[ANSI-Smalltalk] #contents on WriteStream
Richard O'Keefe
ok at cs.otago.ac.nz
Fri Oct 17 05:52:02 BST 2008
What I don't understand is why WriteStream and ReadWriteStream
should do _different_ things with #contents.
In Squeak and VisualWorks,
(WriteStream on: String new)
nextPutAll: 'abc';
skip: -1;
contents
==> 'ab'
but
(ReadWriteStream on: String new)
nextPutAll: 'abc';
skip: -1;
contents
==> 'abc'.
This makes no sense whatever to me. This looks to me like
a historic bug which has been accidentally preserved.
*MOVING* in a collection stream and
*REMOVING* elements from the collection
are different things. #skip: is a move, not a remove.
As it happens, I had been wondering about mentioning an
operation on file output streams that would be useful;
#truncate.
?.?.?.? Message: truncate
Synopsis
Truncates the contents of a stream at its
current position.
Definition: <sequencedStream>
Removes all the receiver's future sequence
values.
Return Value
UNSPECIFIED
Errors
The backing store of the stream cannot be
truncated.
For collection-based streams, the implementation is trivial:
set the high water mark (readLimit) to the current position.
For file-based streams, it takes OS-dependent code.
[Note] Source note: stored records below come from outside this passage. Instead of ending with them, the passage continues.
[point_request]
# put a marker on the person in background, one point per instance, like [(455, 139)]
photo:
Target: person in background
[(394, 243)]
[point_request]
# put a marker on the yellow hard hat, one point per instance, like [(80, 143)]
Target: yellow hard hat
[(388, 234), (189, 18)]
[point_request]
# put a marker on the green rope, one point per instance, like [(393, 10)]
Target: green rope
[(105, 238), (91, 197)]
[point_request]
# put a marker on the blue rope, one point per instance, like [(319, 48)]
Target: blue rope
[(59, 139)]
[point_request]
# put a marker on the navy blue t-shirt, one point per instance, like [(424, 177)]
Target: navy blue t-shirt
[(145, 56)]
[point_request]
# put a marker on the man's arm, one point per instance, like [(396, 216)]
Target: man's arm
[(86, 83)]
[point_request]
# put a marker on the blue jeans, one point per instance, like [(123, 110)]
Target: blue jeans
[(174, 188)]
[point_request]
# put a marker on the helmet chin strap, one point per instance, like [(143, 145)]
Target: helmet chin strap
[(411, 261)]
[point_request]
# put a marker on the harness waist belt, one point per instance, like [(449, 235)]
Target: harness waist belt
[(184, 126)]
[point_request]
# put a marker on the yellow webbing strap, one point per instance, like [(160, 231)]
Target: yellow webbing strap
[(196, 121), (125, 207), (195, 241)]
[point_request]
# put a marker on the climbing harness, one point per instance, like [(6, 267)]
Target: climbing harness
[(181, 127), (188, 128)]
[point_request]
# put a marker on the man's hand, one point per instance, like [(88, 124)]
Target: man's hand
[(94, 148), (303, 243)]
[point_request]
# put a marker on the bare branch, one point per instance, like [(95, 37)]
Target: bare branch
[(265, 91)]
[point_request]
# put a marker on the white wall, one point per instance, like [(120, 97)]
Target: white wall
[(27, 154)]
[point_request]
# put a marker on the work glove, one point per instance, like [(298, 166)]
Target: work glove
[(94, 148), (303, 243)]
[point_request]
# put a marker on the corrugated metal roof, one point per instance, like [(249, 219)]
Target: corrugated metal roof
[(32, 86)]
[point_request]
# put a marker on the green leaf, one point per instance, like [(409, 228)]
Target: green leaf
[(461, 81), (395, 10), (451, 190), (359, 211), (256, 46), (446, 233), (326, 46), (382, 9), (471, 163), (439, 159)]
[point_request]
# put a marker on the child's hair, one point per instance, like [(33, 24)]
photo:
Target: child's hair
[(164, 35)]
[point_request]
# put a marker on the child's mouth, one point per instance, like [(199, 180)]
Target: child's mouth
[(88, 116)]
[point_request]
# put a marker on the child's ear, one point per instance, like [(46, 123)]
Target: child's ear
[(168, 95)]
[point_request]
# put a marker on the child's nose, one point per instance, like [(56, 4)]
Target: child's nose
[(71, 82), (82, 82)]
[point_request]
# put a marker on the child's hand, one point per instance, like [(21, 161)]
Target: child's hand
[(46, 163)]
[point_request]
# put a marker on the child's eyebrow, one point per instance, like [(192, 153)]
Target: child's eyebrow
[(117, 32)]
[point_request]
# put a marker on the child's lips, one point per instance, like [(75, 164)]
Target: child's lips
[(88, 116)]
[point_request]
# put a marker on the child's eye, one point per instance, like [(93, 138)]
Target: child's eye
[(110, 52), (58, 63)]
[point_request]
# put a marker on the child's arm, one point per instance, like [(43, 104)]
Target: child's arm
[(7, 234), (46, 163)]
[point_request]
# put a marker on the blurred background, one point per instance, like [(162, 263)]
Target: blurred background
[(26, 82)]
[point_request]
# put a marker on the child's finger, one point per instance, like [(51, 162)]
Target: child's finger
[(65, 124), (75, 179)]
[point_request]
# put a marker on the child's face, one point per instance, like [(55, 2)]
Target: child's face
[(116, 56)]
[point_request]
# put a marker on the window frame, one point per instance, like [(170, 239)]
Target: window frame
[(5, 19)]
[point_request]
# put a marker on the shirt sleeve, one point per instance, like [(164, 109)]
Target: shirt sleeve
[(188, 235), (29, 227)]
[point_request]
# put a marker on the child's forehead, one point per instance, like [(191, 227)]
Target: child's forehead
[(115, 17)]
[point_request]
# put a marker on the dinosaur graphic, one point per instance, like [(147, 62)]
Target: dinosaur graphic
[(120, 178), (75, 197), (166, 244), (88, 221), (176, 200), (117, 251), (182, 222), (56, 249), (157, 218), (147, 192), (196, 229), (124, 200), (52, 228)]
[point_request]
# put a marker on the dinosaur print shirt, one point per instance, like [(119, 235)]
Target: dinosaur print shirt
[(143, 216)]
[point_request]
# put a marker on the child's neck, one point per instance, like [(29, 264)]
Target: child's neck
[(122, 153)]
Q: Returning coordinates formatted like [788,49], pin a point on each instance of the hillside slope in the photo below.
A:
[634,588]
Some
systems will be able to use ftruncate(2), some will use
other means, some may be unable to do it at all. Windows,
Mac OS, and anything with a POSIX interface should be able
to at least try.
Anyone who *wants* to remove things from the end of a
WriteStream should be allowed to do
(WriteStream on: String new)
nextPutAll: 'abc';
skip: -1;
truncate "THIS IS THE NEW BIT";
contents
and that should work exactly the same way for ReadWriteStreams.